There is no shortage of contemporary artworks drawing on the form of classical and classically inspired sculpture, as periodic survey exhibitions (for instance, The Classical Now at King’s College London in 2018) have demonstrated. Some, such as Guan Xiao’s film David (2013), comment on their “iconic” status. Others, such as Léo Caillard’s series of photographs Hipsters in Stone (2013-2018), in which famed sculptures are seen wearing contemporary apparel, use this status for little more than an Instagram-friendly joke. The most bombastic burlesque of classical sculpture to date is almost certainly Damien Hirst’s Treasures from the Wreck of the Unbelievable (2017) in Venice, where the former YBA staged the rediscovery of an unspeakable hoard of ancient treasures for the benefit of his collectors.

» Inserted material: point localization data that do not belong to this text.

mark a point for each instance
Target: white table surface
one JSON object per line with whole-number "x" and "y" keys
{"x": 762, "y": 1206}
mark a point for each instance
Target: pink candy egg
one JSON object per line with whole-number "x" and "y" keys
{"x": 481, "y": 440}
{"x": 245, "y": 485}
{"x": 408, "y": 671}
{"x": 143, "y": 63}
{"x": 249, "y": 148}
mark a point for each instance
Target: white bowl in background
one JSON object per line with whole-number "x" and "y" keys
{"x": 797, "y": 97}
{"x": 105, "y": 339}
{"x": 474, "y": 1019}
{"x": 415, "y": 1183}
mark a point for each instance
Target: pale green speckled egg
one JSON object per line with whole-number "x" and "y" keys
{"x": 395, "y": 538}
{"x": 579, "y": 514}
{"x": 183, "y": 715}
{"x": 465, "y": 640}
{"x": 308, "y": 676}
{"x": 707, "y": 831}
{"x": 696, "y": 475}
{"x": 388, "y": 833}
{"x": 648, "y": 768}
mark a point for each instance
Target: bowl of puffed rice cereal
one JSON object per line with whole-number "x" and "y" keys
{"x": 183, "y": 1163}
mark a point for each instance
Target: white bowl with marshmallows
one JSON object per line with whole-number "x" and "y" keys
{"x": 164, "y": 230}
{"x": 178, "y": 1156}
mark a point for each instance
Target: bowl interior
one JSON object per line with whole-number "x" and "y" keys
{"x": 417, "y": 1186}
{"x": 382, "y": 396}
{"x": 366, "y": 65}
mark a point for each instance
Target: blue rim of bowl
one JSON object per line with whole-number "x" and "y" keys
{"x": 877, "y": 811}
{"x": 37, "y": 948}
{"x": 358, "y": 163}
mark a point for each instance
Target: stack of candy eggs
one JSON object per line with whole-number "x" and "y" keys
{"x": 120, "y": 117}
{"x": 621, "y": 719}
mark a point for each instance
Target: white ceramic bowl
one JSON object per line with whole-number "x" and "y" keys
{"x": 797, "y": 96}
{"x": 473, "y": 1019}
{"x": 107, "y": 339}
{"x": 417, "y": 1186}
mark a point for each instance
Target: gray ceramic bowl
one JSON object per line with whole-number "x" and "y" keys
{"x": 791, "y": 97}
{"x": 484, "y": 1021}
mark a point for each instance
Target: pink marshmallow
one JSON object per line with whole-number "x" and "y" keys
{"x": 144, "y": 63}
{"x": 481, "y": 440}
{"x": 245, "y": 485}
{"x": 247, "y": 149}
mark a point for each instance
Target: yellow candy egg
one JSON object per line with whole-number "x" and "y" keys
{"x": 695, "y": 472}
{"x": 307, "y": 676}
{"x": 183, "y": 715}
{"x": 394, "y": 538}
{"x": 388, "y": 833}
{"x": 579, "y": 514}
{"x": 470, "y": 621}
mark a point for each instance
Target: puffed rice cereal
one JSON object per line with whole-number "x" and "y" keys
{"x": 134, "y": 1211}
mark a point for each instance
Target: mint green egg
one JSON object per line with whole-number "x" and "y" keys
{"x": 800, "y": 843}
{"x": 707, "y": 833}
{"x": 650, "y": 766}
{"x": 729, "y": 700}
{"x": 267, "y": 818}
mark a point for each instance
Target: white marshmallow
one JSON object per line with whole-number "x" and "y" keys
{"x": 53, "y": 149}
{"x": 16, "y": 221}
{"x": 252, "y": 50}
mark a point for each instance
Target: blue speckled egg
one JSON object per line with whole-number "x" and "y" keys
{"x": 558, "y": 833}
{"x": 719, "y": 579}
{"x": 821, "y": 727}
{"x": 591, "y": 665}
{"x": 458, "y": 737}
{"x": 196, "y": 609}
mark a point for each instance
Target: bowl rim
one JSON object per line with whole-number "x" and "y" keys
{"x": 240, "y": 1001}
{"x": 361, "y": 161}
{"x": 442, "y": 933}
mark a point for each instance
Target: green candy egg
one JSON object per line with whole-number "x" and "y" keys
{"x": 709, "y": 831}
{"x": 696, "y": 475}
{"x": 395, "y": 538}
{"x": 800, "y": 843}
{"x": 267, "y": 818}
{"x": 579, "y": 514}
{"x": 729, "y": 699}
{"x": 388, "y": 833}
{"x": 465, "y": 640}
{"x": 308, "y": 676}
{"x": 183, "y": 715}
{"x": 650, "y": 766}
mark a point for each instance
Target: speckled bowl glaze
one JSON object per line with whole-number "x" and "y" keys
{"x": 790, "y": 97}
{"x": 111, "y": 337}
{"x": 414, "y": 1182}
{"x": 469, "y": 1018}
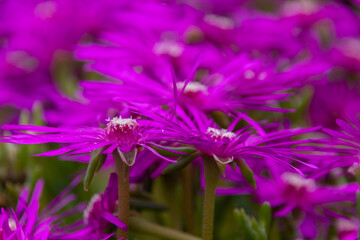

Arsham is substantially more engaged with the material qualities and cultural history of these sculptures themselves than any of these artists. And with Hirst’s wreck still loitering in the memory, it is pleasant to see an artist interested in classical sculptures for their own reality, rather than their prestige as icons and obvious saleability. Arsham’s presentation at Perrotin does contain some traces of his work with luxury retailers — the glow-from-below platforms that the larger sculptures stand on, the deft sketches that explain the history and materials involved in various works. But what is more apparent is his respect for his source material, even as he subjects them to grievous rot.